Date: Sat, 31 Jul 2004 12:51:38 -0700
From: Navtej Sadhal <cs61c-td@torus.CS.Berkeley.EDU>
Newsgroups: ucb.class.cs61c
Subject: IMPORTANT PROJ UPDATE!! (READ!)
                                                                                     
Please read this entire message. This is very important!
Read every word! Don't skim! READ IT!
                                                                                     
The data memory module supplied to you in blocks.v was originally designed
for the single cycle processor, therefore it has a synchronous write and
an asynchronous read. This is not ideal for the pipelined processor as
you may already have found out. Two generally accepted solutions for data
memory for pipelined processors are either to have writes occur on the
negative edge of the clock or to have both reads AND writes be
synchronous. Rather than setup the project for either of these solutions,
we opted to use the existing data memory with its strange behavior in
order to get you to understand asynchronous vs. synchronous state
elements and how they behave relative to the clock.
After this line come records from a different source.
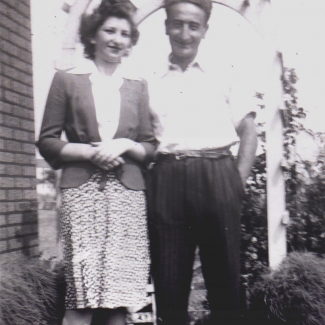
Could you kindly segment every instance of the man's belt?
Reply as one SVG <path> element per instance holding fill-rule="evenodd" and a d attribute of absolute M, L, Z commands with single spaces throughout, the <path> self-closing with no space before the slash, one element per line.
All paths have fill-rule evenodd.
<path fill-rule="evenodd" d="M 182 160 L 186 158 L 218 159 L 226 156 L 231 156 L 230 147 L 203 150 L 184 150 L 177 151 L 175 153 L 158 153 L 156 161 L 160 162 L 164 160 Z"/>

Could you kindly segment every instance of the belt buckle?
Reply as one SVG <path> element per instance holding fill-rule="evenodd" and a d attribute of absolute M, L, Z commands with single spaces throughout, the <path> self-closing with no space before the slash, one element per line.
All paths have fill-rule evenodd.
<path fill-rule="evenodd" d="M 175 153 L 175 159 L 176 160 L 181 160 L 181 159 L 184 159 L 184 158 L 186 158 L 185 152 L 178 151 L 178 152 Z"/>

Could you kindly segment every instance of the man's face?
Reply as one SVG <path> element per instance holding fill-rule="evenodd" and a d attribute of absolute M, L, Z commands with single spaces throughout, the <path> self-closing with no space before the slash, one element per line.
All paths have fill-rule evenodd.
<path fill-rule="evenodd" d="M 174 59 L 179 63 L 194 60 L 208 29 L 205 12 L 198 6 L 180 2 L 173 5 L 166 20 L 166 35 Z"/>

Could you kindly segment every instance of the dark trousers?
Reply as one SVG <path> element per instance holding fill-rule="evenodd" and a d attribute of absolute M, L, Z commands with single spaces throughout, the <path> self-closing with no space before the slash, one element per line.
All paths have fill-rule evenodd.
<path fill-rule="evenodd" d="M 186 324 L 197 246 L 212 323 L 238 324 L 243 195 L 230 156 L 158 160 L 150 171 L 149 234 L 159 324 Z"/>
                                                                               
As a result, the solution we had you pursue was to bypass the pipeline
register in the case of a write but not bypass the register in the
case of a read. This solution works for the most part and was done to avoid
having to forward memory data. That is, if you did not bypass the EX_MEM
pipeline register on a write, then your write to memory would happen one cycle
later. This is not an issue except in the case that you read from the
address you wrote to immediately. That is, you do the following:
        sw      $t0, 0($t1)
        lw      $t2, 0($t1)
The read and write will be happening at the same time, so the data
written will not be accessible to the lw instruction. Thus we bypass the
register so that the sw will complete in time for the lw to access the data. An
alternate solution is to do forwarding of the data memory. This is
different from the forwarding of register data described in the
book. What you would have to do is detect if you had a sw followed by a lw and
check if their addresses were the same with a comparator. Then you would
forward the sw's write data to the lw's read data bypassing the data
memory. This solution should work in all cases and is valid.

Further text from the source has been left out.